Saturday, August 20, 2011

Daring to Confront the Hard Truths

In Birmingham, Alabama, a Roman Catholic priest has apparently strayed from his vows. In a story that has slowly developed over the past few days, the father seems to have been carrying on a relationship with the wife of another man. Apparently this relationship continued even after the priest was warned formally to cease and desist by his superiors. He declined to do so, and was recently severely beaten by what is likely to have been the woman’s husband. The sordid aspect of the case may obscure several larger issues. The Catholic Church, or for that matter, any church or faith group is often loathe to make needed internal reforms.

I have always believed that any religious gathering that insists upon clergy celibacy is operating on an assumption of wishful thinking. I recognize that Paul of Tarsus chose to stay a virgin for the whole of his life, but the liberal Episcopalian Bishop John Shelby Spong has provocatively suggested that Paul may have been a closeted homosexual. One has no way of knowing this for sure, but it is a compelling argument to be made. The focus on remaining a virgin at all costs is a discipline of inward purity, but discipline aside, inward urges and human desires supersede even that. The same chastity vows that right-wing young adult Christians routinely espouse are evidence of this effort in self-denial.

For a time, I attended a church where virginity and abstaining from sexual conduct of any form were desired states. Naturally, I overstepped those boundaries without much in the way of guilt or remorse. I was caught sexually experimenting with my girlfriend of the time. What I did not receive, thankfully, was fury and anger. Instead I received a calm lecture explaining that I had been wrong and to not sin again.

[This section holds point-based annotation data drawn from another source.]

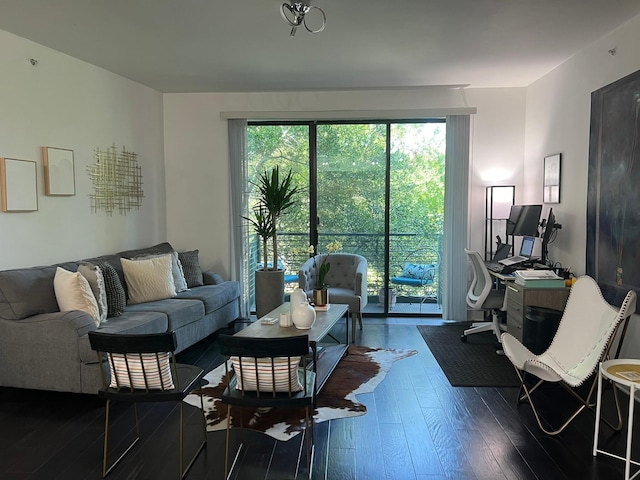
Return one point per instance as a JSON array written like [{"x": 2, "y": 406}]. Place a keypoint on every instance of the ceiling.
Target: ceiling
[{"x": 244, "y": 45}]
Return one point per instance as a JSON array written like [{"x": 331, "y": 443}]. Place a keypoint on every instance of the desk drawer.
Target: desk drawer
[
  {"x": 515, "y": 310},
  {"x": 514, "y": 325}
]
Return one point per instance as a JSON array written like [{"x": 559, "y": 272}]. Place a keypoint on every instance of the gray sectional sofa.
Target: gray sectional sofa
[{"x": 45, "y": 349}]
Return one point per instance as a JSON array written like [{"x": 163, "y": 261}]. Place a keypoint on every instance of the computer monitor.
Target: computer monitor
[
  {"x": 512, "y": 221},
  {"x": 526, "y": 249},
  {"x": 523, "y": 220},
  {"x": 550, "y": 226}
]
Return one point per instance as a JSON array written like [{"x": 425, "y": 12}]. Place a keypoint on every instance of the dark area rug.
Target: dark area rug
[{"x": 471, "y": 364}]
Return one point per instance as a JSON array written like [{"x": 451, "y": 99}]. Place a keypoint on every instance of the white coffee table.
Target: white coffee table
[{"x": 322, "y": 365}]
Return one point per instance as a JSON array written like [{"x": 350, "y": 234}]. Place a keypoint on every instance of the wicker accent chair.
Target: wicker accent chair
[
  {"x": 268, "y": 372},
  {"x": 142, "y": 368}
]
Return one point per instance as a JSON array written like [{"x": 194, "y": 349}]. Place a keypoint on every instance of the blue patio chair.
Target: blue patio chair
[
  {"x": 288, "y": 278},
  {"x": 419, "y": 272}
]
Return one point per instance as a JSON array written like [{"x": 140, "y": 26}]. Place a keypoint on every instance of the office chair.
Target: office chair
[
  {"x": 482, "y": 296},
  {"x": 583, "y": 339},
  {"x": 268, "y": 373},
  {"x": 142, "y": 368}
]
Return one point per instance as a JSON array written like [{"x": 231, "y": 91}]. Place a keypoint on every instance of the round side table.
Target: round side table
[{"x": 625, "y": 372}]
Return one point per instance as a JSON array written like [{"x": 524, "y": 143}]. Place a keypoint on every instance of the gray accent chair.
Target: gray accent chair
[{"x": 347, "y": 281}]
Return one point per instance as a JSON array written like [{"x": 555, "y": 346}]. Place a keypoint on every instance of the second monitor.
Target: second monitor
[{"x": 524, "y": 220}]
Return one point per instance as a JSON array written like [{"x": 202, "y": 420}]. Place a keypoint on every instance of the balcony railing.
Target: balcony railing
[{"x": 403, "y": 248}]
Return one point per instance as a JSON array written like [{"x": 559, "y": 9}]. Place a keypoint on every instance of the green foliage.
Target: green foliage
[
  {"x": 264, "y": 227},
  {"x": 275, "y": 196},
  {"x": 351, "y": 177}
]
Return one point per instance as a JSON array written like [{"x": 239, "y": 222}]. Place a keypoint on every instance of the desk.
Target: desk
[{"x": 520, "y": 297}]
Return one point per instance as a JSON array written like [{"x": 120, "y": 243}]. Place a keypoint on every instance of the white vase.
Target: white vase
[
  {"x": 303, "y": 316},
  {"x": 297, "y": 296}
]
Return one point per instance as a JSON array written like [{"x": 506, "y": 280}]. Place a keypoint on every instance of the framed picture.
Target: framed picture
[
  {"x": 59, "y": 171},
  {"x": 613, "y": 217},
  {"x": 551, "y": 187},
  {"x": 19, "y": 185}
]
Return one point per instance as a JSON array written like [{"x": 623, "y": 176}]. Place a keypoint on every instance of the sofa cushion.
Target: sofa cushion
[
  {"x": 149, "y": 279},
  {"x": 74, "y": 293},
  {"x": 180, "y": 312},
  {"x": 176, "y": 268},
  {"x": 94, "y": 276},
  {"x": 191, "y": 268},
  {"x": 116, "y": 296},
  {"x": 213, "y": 296}
]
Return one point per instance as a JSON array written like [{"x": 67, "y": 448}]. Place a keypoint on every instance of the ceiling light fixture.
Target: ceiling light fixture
[{"x": 294, "y": 14}]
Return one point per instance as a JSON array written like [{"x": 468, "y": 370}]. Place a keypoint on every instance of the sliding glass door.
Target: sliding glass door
[{"x": 377, "y": 188}]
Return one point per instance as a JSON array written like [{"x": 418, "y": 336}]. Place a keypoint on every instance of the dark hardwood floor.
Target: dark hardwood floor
[{"x": 417, "y": 427}]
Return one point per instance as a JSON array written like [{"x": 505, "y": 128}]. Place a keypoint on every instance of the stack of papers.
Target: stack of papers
[{"x": 539, "y": 278}]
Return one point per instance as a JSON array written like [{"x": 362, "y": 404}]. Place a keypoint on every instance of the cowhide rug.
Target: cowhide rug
[{"x": 359, "y": 372}]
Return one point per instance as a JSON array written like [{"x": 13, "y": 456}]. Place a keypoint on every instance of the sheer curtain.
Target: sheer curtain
[
  {"x": 456, "y": 201},
  {"x": 239, "y": 229}
]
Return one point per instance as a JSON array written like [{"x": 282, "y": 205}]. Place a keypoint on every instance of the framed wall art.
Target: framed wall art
[
  {"x": 18, "y": 182},
  {"x": 551, "y": 188},
  {"x": 613, "y": 217},
  {"x": 59, "y": 171}
]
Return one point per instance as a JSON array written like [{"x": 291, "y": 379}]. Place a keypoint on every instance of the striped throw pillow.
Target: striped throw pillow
[
  {"x": 157, "y": 371},
  {"x": 285, "y": 371}
]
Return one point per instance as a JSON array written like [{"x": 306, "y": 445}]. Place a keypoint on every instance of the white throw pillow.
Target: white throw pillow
[
  {"x": 283, "y": 372},
  {"x": 74, "y": 293},
  {"x": 149, "y": 279},
  {"x": 94, "y": 276},
  {"x": 156, "y": 379},
  {"x": 176, "y": 268}
]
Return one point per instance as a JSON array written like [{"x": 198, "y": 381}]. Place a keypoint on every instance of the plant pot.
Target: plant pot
[
  {"x": 269, "y": 290},
  {"x": 321, "y": 297}
]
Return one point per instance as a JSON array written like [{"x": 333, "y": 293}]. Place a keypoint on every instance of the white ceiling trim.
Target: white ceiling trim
[{"x": 402, "y": 114}]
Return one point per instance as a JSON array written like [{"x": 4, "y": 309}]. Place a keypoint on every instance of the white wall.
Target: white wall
[
  {"x": 557, "y": 121},
  {"x": 196, "y": 153},
  {"x": 66, "y": 103}
]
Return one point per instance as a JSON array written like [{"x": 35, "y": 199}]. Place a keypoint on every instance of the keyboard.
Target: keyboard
[
  {"x": 494, "y": 266},
  {"x": 514, "y": 260}
]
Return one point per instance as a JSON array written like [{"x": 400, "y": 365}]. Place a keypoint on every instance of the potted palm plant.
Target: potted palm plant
[{"x": 275, "y": 195}]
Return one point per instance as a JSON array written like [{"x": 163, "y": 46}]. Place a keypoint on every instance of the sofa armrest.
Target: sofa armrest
[
  {"x": 43, "y": 351},
  {"x": 212, "y": 278}
]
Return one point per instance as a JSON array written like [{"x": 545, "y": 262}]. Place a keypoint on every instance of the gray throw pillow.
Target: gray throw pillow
[
  {"x": 116, "y": 296},
  {"x": 191, "y": 268}
]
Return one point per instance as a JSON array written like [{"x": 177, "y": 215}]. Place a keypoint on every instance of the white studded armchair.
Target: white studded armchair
[{"x": 346, "y": 279}]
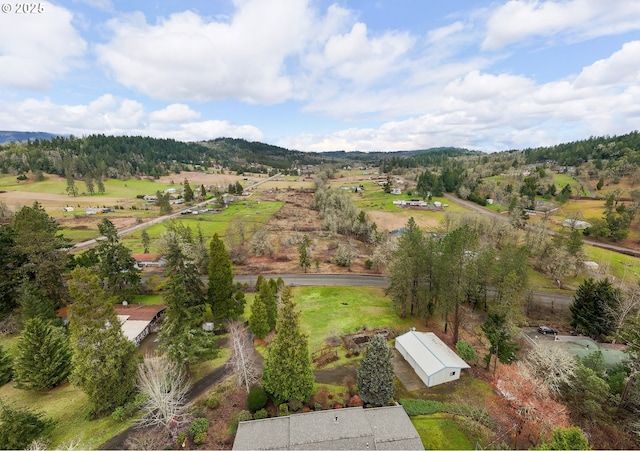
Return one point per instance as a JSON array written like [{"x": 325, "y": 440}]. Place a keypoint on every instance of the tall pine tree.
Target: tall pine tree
[
  {"x": 6, "y": 366},
  {"x": 375, "y": 373},
  {"x": 287, "y": 369},
  {"x": 182, "y": 335},
  {"x": 43, "y": 360},
  {"x": 104, "y": 364},
  {"x": 220, "y": 291},
  {"x": 593, "y": 306},
  {"x": 41, "y": 248}
]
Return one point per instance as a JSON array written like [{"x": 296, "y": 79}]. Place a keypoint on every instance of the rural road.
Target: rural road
[
  {"x": 158, "y": 220},
  {"x": 365, "y": 280},
  {"x": 479, "y": 209}
]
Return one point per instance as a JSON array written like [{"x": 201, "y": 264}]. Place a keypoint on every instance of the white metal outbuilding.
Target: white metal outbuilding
[{"x": 432, "y": 360}]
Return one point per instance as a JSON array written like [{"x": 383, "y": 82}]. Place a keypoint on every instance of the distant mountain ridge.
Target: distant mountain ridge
[{"x": 13, "y": 136}]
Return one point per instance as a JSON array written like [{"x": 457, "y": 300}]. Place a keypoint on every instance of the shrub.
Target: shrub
[
  {"x": 260, "y": 414},
  {"x": 256, "y": 399},
  {"x": 198, "y": 426},
  {"x": 295, "y": 405},
  {"x": 200, "y": 438},
  {"x": 466, "y": 351},
  {"x": 19, "y": 427},
  {"x": 119, "y": 414},
  {"x": 182, "y": 438},
  {"x": 212, "y": 402}
]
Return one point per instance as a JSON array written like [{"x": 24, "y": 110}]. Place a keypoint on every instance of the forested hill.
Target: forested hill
[
  {"x": 240, "y": 150},
  {"x": 100, "y": 156},
  {"x": 619, "y": 148},
  {"x": 9, "y": 136}
]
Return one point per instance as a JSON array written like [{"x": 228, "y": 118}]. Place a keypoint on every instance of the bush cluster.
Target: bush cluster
[{"x": 256, "y": 399}]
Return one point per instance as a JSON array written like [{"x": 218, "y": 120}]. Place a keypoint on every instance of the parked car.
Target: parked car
[{"x": 544, "y": 330}]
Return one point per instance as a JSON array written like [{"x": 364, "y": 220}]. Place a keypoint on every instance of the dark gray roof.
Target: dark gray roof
[{"x": 351, "y": 428}]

I’m not sure what it is about religious gatherings and the greater organizations to which they belong. They seem to be compelled to sweep as much as they can under the rug. Quakers, of which I am a member, function on a curious premise. We have long fuses with people and notoriously short fuses around politics. This may be because it’s easy to argue about something that is abstract and safe. When real people with whom we have real interactions are involved, we often take the path of least resistance. But ultimately, someone’s got to step and draw the line. People have postulated for years why this is, and I have a theory or two.

One of them is the dread fear of litigation. Bad press in any form should be avoided. This goes for government agencies, public school systems, and organized religion. It is true that we live in a society where we’d rather pay someone to help us resolve disputes with someone else than step in and do healing and reconciliation ourselves. Or, if we choose another path altogether, duke it out with our adversary with dueling pistols, fists raises, or sword in hand. That an extensive profession exists to assist us with properly airing our grievances and separating winners from losers explains how far we’ve progressed. Sometimes I question if there really is such a thing as a necessary evil, world-weary pragmatism aside.

Trust and care is what we’re seeking. We have always been in search of these. But the larger we grow as a people, the farther that divide grows. We live in a hierarchical world where everything and everyone has a place and a basic function. This way, we can separate what matters from what is unimportant. When it concerns a vocation, that's one thing. But when those attitudes color the very human contact we need, it is something else entirely.

The other day, for example, I ran into someone from my Quaker Meeting, purely by chance. I was in a part of town I ordinarily would not have been at that time. She was quite pleased to see me and both of us enjoyed the five minute conversation that ensued. The first words out of her mouth were “I never run into anyone in DC!” And this is indeed true. Even in a relatively moderate sized city, we are all too busy running to very specific places on specific paths, such that the only people we really see are those with whom we work closely.

To return to the story of the adulterous priest, he may well have been beaten within an inch of his life even if he had been allowed to have relationships with women. It’s easy to jump to conclusions. The comments left underneath news articles reporting this event are full of posters seeking to derail the subject. They want to talk about the way that pedophile priests are shielded from prosecution. It’s a worthy topic, but has nothing to do with this specific event. It’s less problematic to speak about an issue in which one can be validated by others. My father, for example, was proof positive that it is easier to argue about irrelevant topics first, in place of the greater issues that are at the real heart of the matter.

But to speak to the heart of infidelity, in any context, that’s an issue more inclined to introspection than knee-jerk moralizing. We owe it to ourselves to place the focus where it needs to be, especially if that places us in uncomfortable states. These would have us do the difficult work of looking within ourselves first. Nothing can ever really proceed if brave inward listening is not part of the greater plan. We should not obscure truth by hairsplitting or by speaking only to that which promises little to no pain or even less emotional involvement. We are not robots. We are thinking, feeling, intuitive beings. We now need to act like it.